# 1. Process txt data

In [1]:
from gensim.corpora import WikiCorpus
from gensim.corpora.wikicorpus import *
import os
import re
from datetime import datetime

In [2]:
wiki_tokenize_re = re.compile('^([A-Za-z]|\.|\!|\?\,\'){1,}')
wiki_replace_re = re.compile("([^A-Za-z\.\!\,\?]|'s)")
wiki_addspace_re = re.compile('(?<! )(?=[.,!?()])|(?<=[.,!?()])(?! )')
wiki_s_re = re.compile("'")

def tokenize(content):
    content = content.lower()
    content = wiki_replace_re.sub(' ', content)
    content = wiki_addspace_re.sub(' ', content)
    #conent = wiki_s_re.sub(" '", content)
    # override original method in wikicorpus.py
    return [token for token in content.split()]

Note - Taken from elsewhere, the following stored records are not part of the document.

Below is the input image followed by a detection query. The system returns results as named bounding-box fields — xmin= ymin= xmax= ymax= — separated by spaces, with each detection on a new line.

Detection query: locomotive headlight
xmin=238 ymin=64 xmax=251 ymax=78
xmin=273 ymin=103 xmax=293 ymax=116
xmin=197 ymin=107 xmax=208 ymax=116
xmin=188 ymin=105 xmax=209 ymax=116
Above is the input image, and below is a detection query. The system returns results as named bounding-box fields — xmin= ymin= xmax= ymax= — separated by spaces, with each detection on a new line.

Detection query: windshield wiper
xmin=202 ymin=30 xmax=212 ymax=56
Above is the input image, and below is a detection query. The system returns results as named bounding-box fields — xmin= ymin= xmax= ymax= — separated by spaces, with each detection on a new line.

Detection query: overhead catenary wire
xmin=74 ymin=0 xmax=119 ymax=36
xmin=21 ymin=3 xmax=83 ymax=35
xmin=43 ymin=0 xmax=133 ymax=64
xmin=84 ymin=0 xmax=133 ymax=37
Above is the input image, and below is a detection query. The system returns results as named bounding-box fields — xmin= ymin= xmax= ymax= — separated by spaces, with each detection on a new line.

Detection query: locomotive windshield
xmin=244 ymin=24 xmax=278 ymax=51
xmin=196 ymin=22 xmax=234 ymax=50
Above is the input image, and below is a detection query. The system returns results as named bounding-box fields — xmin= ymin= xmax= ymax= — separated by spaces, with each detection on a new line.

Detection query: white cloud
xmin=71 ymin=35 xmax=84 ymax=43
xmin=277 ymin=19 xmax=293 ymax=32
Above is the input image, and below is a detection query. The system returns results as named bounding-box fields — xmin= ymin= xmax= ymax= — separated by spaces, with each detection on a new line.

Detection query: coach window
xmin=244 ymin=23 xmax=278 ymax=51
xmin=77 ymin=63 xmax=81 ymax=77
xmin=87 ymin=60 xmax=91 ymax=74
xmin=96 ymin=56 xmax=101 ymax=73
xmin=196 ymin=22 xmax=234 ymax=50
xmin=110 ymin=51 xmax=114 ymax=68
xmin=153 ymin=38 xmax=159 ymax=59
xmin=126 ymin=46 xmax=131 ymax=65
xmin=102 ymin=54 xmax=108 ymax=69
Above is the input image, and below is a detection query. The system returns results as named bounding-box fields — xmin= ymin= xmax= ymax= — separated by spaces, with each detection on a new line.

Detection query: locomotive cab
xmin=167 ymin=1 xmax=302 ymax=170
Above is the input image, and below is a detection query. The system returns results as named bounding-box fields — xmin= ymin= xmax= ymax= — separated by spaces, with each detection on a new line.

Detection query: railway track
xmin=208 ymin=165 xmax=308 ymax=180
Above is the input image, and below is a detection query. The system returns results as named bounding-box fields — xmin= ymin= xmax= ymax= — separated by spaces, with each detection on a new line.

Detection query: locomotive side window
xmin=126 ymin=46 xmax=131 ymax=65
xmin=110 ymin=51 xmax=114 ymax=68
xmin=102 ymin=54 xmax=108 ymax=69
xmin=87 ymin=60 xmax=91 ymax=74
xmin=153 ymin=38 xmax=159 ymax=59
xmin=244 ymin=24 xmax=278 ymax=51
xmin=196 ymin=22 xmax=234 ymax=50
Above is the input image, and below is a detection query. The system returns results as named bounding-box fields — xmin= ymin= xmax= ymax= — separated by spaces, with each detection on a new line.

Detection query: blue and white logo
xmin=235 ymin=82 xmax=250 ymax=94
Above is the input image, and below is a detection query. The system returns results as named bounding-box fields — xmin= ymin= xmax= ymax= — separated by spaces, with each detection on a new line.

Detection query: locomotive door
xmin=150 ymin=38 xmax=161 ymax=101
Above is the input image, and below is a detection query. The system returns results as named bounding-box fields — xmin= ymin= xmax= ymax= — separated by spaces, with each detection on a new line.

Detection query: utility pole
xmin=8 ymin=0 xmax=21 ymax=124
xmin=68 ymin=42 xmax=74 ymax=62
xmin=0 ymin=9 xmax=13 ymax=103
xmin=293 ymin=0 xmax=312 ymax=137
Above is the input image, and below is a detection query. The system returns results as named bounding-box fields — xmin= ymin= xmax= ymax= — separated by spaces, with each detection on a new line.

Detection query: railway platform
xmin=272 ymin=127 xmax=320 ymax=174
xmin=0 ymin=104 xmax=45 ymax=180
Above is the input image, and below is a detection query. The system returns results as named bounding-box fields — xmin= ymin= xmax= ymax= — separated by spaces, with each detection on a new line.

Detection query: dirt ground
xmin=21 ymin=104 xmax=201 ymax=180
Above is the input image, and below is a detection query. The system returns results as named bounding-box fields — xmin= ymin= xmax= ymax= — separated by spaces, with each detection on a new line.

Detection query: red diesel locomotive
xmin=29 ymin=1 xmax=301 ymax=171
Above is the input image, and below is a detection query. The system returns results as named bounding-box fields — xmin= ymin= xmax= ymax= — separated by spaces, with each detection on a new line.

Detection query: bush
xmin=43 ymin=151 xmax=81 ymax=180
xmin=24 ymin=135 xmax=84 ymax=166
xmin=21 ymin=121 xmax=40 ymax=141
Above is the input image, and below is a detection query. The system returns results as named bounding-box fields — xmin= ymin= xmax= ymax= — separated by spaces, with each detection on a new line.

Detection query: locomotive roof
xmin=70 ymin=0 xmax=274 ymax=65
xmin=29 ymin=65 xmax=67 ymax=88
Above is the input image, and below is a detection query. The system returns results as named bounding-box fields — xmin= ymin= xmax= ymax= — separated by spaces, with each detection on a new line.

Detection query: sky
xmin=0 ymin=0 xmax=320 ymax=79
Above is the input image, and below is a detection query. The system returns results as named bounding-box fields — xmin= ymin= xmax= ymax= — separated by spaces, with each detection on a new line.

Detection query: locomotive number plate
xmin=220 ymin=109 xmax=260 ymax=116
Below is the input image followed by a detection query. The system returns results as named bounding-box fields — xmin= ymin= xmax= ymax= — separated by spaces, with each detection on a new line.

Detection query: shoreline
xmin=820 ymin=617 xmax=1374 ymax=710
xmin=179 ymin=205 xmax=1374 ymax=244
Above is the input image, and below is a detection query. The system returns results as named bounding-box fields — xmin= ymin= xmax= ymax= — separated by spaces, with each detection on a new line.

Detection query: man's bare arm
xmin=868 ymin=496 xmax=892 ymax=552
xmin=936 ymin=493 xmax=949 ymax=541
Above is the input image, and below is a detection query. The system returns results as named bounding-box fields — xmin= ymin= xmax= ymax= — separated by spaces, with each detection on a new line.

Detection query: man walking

def process_article(args):
   # override original method in wikicorpus.py
    text, lemmatize, title, pageid = args
    text = filter_wiki(text)
    if lemmatize:
        result = utils.lemmatize(text)
    else:
        result = tokenize(text)
    return result, title, pageid


class MyWikiCorpus(WikiCorpus):
    def __init__(self, fname, processes=None, lemmatize=utils.has_pattern(), dictionary=None, filter_namespaces=('0',)):
        WikiCorpus.__init__(self, fname, processes, lemmatize, dictionary, filter_namespaces)

    def get_texts(self):
        articles, articles_all = 0, 0
        positions, positions_all = 0, 0
        texts = ((text, self.lemmatize, title, pageid) for title, text, pageid in extract_pages(bz2.BZ2File(self.fname), self.filter_namespaces))
        pool = multiprocessing.Pool(self.processes)
        # process the corpus in smaller chunks of docs, because multiprocessing.Pool
        # is dumb and would load the entire input into RAM at once...
        for group in utils.chunkize(texts, chunksize=10 * self.processes, maxsize=1):
            for tokens, title, pageid in pool.imap(process_article, group):  # chunksize=10):
                articles_all += 1
                positions_all += len(tokens)
                # article redirects and short stubs are pruned here
                if len(tokens) < ARTICLE_MIN_WORDS or any(title.startswith(ignore + ':') for ignore in IGNORED_NAMESPACES):
                    continue
                articles += 1
                positions += len(tokens)
                if self.metadata:
                    yield (tokens, (pageid, title))
                else:
                    yield tokens
        pool.terminate()

        logger.info(
            "finished iterating over Wikipedia corpus of %i documents with %i positions"
            " (total %i articles, %i positions before pruning articles shorter than %i words)",
            articles, positions, articles_all, positions_all, ARTICLE_MIN_WORDS)
        self.length = articles  # cache corpus length
        
tokenize('What is this __thing_?')

['what', 'is', 'this', 'thing', '?']

In [3]:
wiki_corpus = MyWikiCorpus('enwiki-20220201-pages-articles-multistream.xml.bz2', dictionary={})
text_num = 0

if not os.path.isfile('wiki_text.txt') or 0:
    with open('wiki_text.txt', 'w', encoding='utf-8') as f:
        start_time = datetime.now()
        for text in wiki_corpus.get_texts():
            f.write(str(bytes(' '.join(text), 'utf-8').decode('utf-8') + '\n'))
            text_num += 1
            if text_num % 1000 == 0:
                use_time = datetime.now() - start_time
                est_time = use_time*5176019/(text_num+1) - use_time
                print('{}/5405081 articles processed. Time Used: {} Time EST.: {}'.format(text_num, use_time.__str__().split(".")[0], est_time.__str__().split(".")[0]), end='\r')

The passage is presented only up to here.